Усталы, истлевши с далекого пути души паствы были, пришедши в край молебственный за море Байкал. Усталы были и неосознанны к зову старца Самсония, к заклинанию Лаврентия, и молилися все у берега чисто-слезной реки под хладным небом, взывая о помощи к богу, и жаждали указа от него, и верили ему, но вот настал час - навечно поделиться в два стада, и, будто в судорогах смертных, содрогались и рыдали в тот час люди, но поделились всё же и разошлись меж собой.
И сказал, уходя, старец Самсоний-Кривой:
– Великую скорбь принимаю на себя и проклятие твое принимаю, брат мой, святой Лаврен-тий, не могу принять лишь хлад и глад жен и младенцев наших, не могу изъять из памяти своей пашни той, в которую уронено нами в пути было семя, а поднят был оттудова злак. Могу другое: за всё стадо, пошедшее вослед за мною, взять грех и страдания на душу свою и от величия навсегда отлучить ее! Пусть будет стаду моему облегчение, пусть облегчение будет мне, ибо не обманом поведу за собою, а страданием своим.

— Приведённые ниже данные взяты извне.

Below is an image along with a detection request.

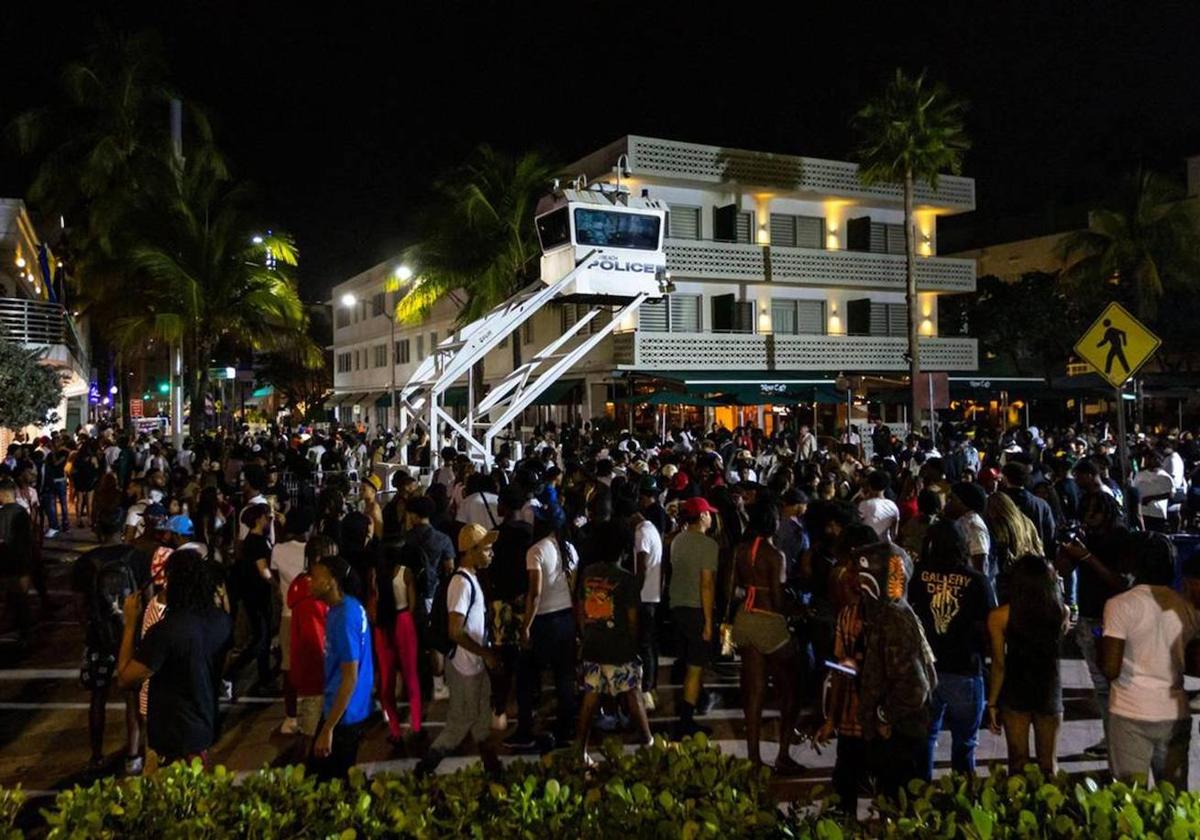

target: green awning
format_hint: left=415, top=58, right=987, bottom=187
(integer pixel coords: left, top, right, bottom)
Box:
left=617, top=391, right=721, bottom=406
left=533, top=379, right=583, bottom=406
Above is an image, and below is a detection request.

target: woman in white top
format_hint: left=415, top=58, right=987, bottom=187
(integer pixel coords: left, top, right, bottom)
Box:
left=367, top=545, right=422, bottom=746
left=505, top=508, right=580, bottom=749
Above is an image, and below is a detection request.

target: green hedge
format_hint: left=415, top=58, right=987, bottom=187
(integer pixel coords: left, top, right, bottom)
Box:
left=11, top=736, right=1200, bottom=840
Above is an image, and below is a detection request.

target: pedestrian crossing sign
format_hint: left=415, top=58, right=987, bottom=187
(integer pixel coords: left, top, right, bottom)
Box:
left=1075, top=304, right=1163, bottom=388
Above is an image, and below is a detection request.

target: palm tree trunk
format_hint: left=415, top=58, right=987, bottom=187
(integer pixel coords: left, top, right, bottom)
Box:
left=904, top=169, right=934, bottom=432
left=187, top=342, right=209, bottom=442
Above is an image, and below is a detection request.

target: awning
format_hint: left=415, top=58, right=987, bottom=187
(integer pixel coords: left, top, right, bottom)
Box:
left=325, top=391, right=362, bottom=408
left=617, top=391, right=721, bottom=406
left=533, top=379, right=583, bottom=406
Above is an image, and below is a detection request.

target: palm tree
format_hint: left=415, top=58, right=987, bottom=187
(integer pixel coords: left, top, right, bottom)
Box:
left=7, top=26, right=227, bottom=427
left=1060, top=168, right=1200, bottom=322
left=395, top=144, right=557, bottom=366
left=853, top=68, right=971, bottom=428
left=7, top=26, right=224, bottom=262
left=109, top=162, right=309, bottom=437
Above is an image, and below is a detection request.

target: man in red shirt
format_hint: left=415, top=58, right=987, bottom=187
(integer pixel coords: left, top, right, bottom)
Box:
left=288, top=535, right=337, bottom=758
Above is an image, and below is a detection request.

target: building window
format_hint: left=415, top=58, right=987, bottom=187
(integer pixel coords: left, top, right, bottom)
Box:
left=770, top=212, right=824, bottom=248
left=667, top=204, right=701, bottom=239
left=733, top=210, right=754, bottom=242
left=871, top=222, right=905, bottom=253
left=871, top=300, right=908, bottom=336
left=637, top=294, right=702, bottom=332
left=770, top=298, right=826, bottom=335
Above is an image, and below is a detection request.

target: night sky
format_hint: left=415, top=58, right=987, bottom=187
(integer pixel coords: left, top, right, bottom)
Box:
left=0, top=0, right=1200, bottom=299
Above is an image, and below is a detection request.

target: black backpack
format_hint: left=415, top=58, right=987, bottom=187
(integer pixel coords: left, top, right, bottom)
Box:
left=88, top=551, right=138, bottom=652
left=428, top=569, right=475, bottom=656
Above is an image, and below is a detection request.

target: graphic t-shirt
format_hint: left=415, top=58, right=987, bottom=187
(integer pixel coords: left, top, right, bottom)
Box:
left=908, top=560, right=996, bottom=677
left=324, top=595, right=374, bottom=725
left=577, top=561, right=654, bottom=665
left=134, top=607, right=233, bottom=758
left=671, top=530, right=719, bottom=607
left=288, top=574, right=329, bottom=697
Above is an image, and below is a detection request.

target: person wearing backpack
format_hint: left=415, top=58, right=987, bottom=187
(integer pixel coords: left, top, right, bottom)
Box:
left=415, top=524, right=500, bottom=776
left=72, top=508, right=149, bottom=770
left=852, top=542, right=937, bottom=797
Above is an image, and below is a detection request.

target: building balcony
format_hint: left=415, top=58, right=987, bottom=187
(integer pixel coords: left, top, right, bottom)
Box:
left=613, top=331, right=979, bottom=373
left=0, top=298, right=88, bottom=373
left=570, top=134, right=976, bottom=212
left=666, top=239, right=976, bottom=292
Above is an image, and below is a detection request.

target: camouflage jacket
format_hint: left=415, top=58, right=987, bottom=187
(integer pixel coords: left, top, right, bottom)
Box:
left=859, top=600, right=937, bottom=739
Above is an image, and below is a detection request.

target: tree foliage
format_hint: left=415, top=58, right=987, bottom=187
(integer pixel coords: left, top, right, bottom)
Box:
left=396, top=145, right=557, bottom=324
left=853, top=68, right=971, bottom=424
left=0, top=336, right=64, bottom=428
left=1060, top=169, right=1200, bottom=320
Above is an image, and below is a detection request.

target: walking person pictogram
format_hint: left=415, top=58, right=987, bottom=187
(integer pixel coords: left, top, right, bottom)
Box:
left=1096, top=318, right=1129, bottom=374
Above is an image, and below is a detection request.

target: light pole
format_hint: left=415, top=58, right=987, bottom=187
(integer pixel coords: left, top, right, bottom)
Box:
left=341, top=265, right=413, bottom=439
left=385, top=265, right=417, bottom=436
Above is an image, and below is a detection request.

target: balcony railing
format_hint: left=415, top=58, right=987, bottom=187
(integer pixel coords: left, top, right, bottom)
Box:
left=666, top=239, right=976, bottom=292
left=612, top=136, right=974, bottom=210
left=0, top=298, right=86, bottom=367
left=613, top=330, right=979, bottom=372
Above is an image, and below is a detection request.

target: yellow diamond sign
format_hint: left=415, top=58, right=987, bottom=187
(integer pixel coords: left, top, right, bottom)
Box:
left=1075, top=304, right=1163, bottom=388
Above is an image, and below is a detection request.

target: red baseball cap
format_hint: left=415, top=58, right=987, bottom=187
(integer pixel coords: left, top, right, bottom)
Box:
left=679, top=496, right=716, bottom=518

И еще, уходя, спросил старец Самсоний-Кривой у старца Лаврентия - что есть слово, которое будет он возносить отныне богу? И ответил тогда Лаврентий: два слова тех будет - проклятие человечеству и мольба о прощении ему.

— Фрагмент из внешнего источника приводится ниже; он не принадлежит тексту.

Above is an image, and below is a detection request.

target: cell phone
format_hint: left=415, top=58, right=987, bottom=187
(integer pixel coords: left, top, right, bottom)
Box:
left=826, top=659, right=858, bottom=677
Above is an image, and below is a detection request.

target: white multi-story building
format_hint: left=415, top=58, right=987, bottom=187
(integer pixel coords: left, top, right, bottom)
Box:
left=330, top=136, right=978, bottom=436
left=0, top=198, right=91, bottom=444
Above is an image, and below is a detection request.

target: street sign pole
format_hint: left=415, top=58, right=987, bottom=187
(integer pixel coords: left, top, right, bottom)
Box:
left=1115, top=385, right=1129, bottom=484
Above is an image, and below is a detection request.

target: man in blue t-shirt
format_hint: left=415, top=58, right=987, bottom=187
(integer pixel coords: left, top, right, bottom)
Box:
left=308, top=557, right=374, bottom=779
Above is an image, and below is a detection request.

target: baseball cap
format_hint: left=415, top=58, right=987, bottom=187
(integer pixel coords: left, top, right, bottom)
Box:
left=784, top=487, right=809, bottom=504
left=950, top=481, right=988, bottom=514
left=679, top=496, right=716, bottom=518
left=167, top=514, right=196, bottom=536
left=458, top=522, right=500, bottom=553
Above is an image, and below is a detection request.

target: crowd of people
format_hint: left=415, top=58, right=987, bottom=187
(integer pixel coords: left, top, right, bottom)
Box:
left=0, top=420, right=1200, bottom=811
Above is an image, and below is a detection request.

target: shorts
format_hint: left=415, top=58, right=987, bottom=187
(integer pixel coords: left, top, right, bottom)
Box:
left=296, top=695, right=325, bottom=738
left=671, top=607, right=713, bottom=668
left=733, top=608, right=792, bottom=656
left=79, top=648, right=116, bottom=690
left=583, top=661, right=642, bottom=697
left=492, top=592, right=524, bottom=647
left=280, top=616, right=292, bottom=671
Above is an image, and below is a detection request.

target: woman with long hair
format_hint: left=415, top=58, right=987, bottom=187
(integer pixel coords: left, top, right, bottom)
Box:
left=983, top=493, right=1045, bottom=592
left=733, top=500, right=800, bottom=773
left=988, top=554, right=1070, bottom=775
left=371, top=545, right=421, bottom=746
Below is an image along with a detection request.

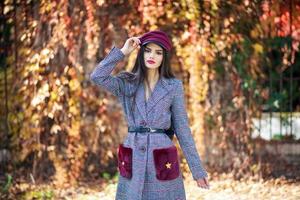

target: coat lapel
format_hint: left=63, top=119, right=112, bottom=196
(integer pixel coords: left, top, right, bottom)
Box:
left=146, top=77, right=172, bottom=113
left=136, top=77, right=172, bottom=121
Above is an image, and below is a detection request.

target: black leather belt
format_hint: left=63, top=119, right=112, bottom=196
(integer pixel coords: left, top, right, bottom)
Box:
left=128, top=126, right=174, bottom=140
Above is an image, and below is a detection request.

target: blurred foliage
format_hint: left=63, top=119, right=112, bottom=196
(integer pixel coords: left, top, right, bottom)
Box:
left=0, top=0, right=300, bottom=193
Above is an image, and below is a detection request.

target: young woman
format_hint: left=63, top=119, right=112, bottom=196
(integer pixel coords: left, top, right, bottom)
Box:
left=90, top=30, right=209, bottom=200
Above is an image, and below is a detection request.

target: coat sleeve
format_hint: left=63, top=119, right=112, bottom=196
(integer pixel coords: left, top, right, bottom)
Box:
left=171, top=80, right=207, bottom=180
left=90, top=46, right=125, bottom=96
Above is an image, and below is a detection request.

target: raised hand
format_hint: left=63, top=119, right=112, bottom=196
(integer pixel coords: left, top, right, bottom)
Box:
left=121, top=37, right=141, bottom=55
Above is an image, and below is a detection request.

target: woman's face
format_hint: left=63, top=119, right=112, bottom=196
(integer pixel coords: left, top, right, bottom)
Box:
left=144, top=42, right=163, bottom=69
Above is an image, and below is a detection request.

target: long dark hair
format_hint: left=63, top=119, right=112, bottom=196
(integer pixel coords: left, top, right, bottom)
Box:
left=118, top=43, right=175, bottom=123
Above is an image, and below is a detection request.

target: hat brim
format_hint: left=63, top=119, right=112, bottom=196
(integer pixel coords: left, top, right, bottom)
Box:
left=142, top=40, right=167, bottom=50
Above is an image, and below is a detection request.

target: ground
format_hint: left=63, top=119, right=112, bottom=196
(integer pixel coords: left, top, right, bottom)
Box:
left=5, top=175, right=300, bottom=200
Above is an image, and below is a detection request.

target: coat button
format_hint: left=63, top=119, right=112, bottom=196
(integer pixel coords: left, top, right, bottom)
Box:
left=139, top=146, right=146, bottom=152
left=140, top=120, right=147, bottom=126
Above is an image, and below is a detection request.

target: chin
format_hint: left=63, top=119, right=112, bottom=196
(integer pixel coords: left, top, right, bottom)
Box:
left=146, top=65, right=159, bottom=69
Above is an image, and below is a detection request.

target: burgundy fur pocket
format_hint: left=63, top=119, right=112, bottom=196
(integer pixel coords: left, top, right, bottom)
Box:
left=153, top=146, right=179, bottom=180
left=118, top=144, right=132, bottom=179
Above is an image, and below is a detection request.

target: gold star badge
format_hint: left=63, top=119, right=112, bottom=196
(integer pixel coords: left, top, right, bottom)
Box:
left=166, top=162, right=172, bottom=169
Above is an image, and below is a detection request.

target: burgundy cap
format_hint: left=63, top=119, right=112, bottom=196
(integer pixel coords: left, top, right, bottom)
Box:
left=139, top=30, right=172, bottom=51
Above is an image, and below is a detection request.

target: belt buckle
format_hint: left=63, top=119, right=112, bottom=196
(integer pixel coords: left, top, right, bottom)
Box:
left=148, top=127, right=155, bottom=133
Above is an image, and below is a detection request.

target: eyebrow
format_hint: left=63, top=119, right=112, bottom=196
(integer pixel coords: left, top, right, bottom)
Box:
left=146, top=47, right=162, bottom=51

С тем разошлись два старца навеки.
И вот еще когда разошлись между собою Устинов с Кудеяром: Кудеяр по сю пору оставался с Лаврентием, а про Устинова и думать нечего - он всегда пошел бы за Самсонием-Кривым!
...Ну а пойдя за Самсонием-Кривым, надо жить, стараться изо всех сил, какие у тебя есть, и даже из тех, которых нет.
И вот тут-то совсем неожиданно вспомнил Устинов насчет Севки Куприянова мерина. "Глупый ты мужик, Устинов, проморгаешь коня! Найдется какой-нибудь покупатель, и всё тут. Проморгаешь! После будешь за голову хвататься!"
А только собрался было Устинов шагать домой, в Лебяжку, приехали Дерябин с Игнашкой Игнатовым. В кошевке приехали. Дерябин бросил Игнашке вожжи, подошел к Устинову, спросил:
– Как тут обстоит?
Уже холодно было, зима, а Дерябин всё еще ходил в своей шинельке и даже не застегивал ее на все пуговицы. Небольшой человек, но, видать, горячий.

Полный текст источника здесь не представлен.